# Any Kenpo Schools in Houston, Texas?



## masherdong

Hi, I was wondering if there are any American Kenpo schools in Houston, Texas.  Please let me know if there are.

Thanks.


----------



## Mark Weiser

Hey I know you LOL! You could have asked me earlier lol. Anyway here ya go 

School Name:American Kenpo ConsultingAddress:Houston, TXPhone:281-343-0581Head Instructor / Rank:Terry McCord, 2nd Degree Black BeltStyle:Ed Parker's American Kenpo, Paul Mills
http://www.kenpoconsulting.com/  Here is his website

Here someone close to Houston TX

School Name:Tracy's Kenpo KarateAddress:Dance Center
4411 Gollihar
Corpus Christi, TX 78411Phone:361-854-6528Head Instructor / Rank:Richard Castillo, 4th Deg. Black BeltStyle:Tracy's Kenpo
Here is his website  http://www.tracyskenpocc.com/main.html

School Name:Kenpo Karate: The Martial WayAddress:6100 Fairdale Ln. #8 
Houston, TX 77057Phone:713-784-3237Head Instructor / Rank:Jeff Townsend, 2nd Deg. Black BeltStyle:Ed Parker's American KenpoAssociations:IKKADescription:Private instruction by appt. only.


----------



## masherdong

Mark!!!!  What's up?!?!  I didnt know you were on here too!  Anyways, thanks for the info!


----------



## ikenpo

There are a few people that teach various methods of Kenpo in Houston, TX. Corpus is about 4 hrs away, I tried to look up the Jeff Townsend guy when I first moved here 12 yrs ago and never could find him. Mr. McCord is here, Mr. Smith, Mr. Braughton, My self and maybe a few other sleepers I'm not aware of. You can see a list of those that I know in the Houston area and throughout Texas at my website.

www.houstonkenpo.com

my email address and phone number are listed on there as well...

Kind Regards, Jason Bugg


----------



## masherdong

Thanks for the info!


----------



## Kenpoist

There is also a kenpo school in Spring Texas, if that is closer.  Kenpo Taijutsu (EPAK-TRA-CO is base system) with other practical elements added in to the course of instruction. 

Good Luck
www.kenpokaratedojo.com


----------



## masherdong

I live in Alief and Spring is too far.  JBKenpo, where are you located?  I know Mr. McCord is in Sugar Land which is the closest for me.


----------



## ikenpo

masherdong said:
			
		

> I live in Alief and Spring is too far.  JBKenpo, where are you located?  I know Mr. McCord is in Sugar Land which is the closest for me.



SW Houston...

My wife graduated from U of H with a degree in accounting. Mr. Smith lives in the Alief area, right off of Dairy Ashford (and is one of my previous instructors). His system is a variation on the Kenpo base system. My thought is that everything is too far in Houston. I traveled to Spring, TX for training for a couple of years (45 miles each way) twice a week. I had a young man (Steven) that traveled from Humble to train with me each week (before he left for college, and I'm very proud of him), and that had to be 50 miles plus each way. Kenpo and convenience is seldom synonymous (especially in Houston), at least I've never found it to be. I can't promise to be the best or the most convenient, and I won't apologize for gut busting training sessions, but I will provide a non-ego driven environment and a group that is friendly and has good spirit. If you're interested in setting up an interview and our schedules jive, drop me a line. Good luck on your search.  


jb


----------



## masherdong

Can you give more info on Mr. Smith?  What is his school's name?  Phone number?


----------



## ikenpo

masherdong said:
			
		

> Can you give more info on Mr. Smith?  What is his school's name?  Phone number?

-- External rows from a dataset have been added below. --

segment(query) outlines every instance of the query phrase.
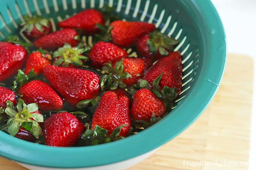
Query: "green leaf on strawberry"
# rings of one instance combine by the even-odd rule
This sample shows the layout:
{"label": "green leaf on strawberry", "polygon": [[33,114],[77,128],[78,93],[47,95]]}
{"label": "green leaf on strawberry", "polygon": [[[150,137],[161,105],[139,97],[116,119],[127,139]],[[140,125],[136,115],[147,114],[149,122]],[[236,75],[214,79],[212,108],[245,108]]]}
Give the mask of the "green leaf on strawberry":
{"label": "green leaf on strawberry", "polygon": [[127,125],[122,125],[116,128],[109,136],[108,135],[108,130],[97,125],[95,125],[94,129],[90,128],[88,124],[86,124],[87,130],[82,136],[82,139],[87,142],[90,142],[90,144],[96,145],[111,141],[115,141],[124,138],[122,136],[119,136],[122,128]]}
{"label": "green leaf on strawberry", "polygon": [[114,8],[109,6],[108,4],[104,5],[99,11],[104,17],[105,26],[109,26],[112,22],[119,19],[119,16],[114,14]]}
{"label": "green leaf on strawberry", "polygon": [[37,76],[37,74],[34,72],[33,69],[27,75],[26,75],[21,70],[18,70],[17,77],[13,84],[13,91],[17,92],[23,85],[35,79]]}
{"label": "green leaf on strawberry", "polygon": [[44,122],[44,116],[38,111],[36,103],[26,105],[24,101],[20,99],[16,107],[10,102],[7,102],[5,112],[10,118],[2,130],[7,130],[7,132],[12,136],[15,136],[19,131],[20,127],[30,131],[36,139],[43,133],[39,122]]}
{"label": "green leaf on strawberry", "polygon": [[67,67],[71,64],[76,67],[82,66],[84,62],[88,60],[88,57],[82,54],[90,49],[88,46],[82,47],[79,45],[72,47],[70,44],[65,43],[53,53],[53,57],[56,59],[53,65]]}
{"label": "green leaf on strawberry", "polygon": [[95,34],[93,38],[93,44],[95,44],[99,41],[104,42],[109,42],[111,40],[111,37],[110,31],[113,29],[113,26],[106,27],[100,24],[96,24],[97,26],[100,30],[100,32]]}
{"label": "green leaf on strawberry", "polygon": [[105,65],[102,67],[102,70],[107,74],[103,76],[100,81],[100,86],[102,90],[115,90],[118,87],[124,88],[126,85],[121,79],[126,79],[131,77],[128,72],[123,72],[124,66],[122,65],[123,60],[116,62],[115,68],[113,68],[111,63],[105,63]]}
{"label": "green leaf on strawberry", "polygon": [[179,43],[179,41],[163,34],[158,31],[154,31],[149,34],[150,39],[147,42],[149,52],[155,54],[158,51],[163,56],[169,54],[167,51],[173,50],[174,45]]}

"You can see a list of those that I know in the Houston area and throughout Texas at my website."

His number is there....time to put down the mouse and pick up the phone.

Regards, jb


----------



## masherdong

I noticed that after I made that post.  Thanks anyways!


----------



## masherdong

jbkenpo,

I would like to discuss this with you further.  Can you PM me your availability?


----------



## masherdong

I found a couple of people here in Houston.  I wonder are there any others that are lurking on here?


----------



## shane23ss

masherdong said:
			
		

> I found a couple of people here in Houston. I wonder are there any others that are lurking on here?


Hey brother. You know me, right? If you can get in contact with Michael Billings, he knows a lot of Kenpo instructors in TX. He should be able to help.


----------



## masherdong

No, I dont know you.  Who are you and where have I met you before?


J/K - Cool, I will try to contact Mr. Billings and see what he can check out for me.  How are you coming along with Acord?


----------



## shane23ss

masherdong said:
			
		

> No, I dont know you. Who are you and where have I met you before?


Yeah, you do know me.


----------



## masherdong

Ok, you say so. :boing2:


----------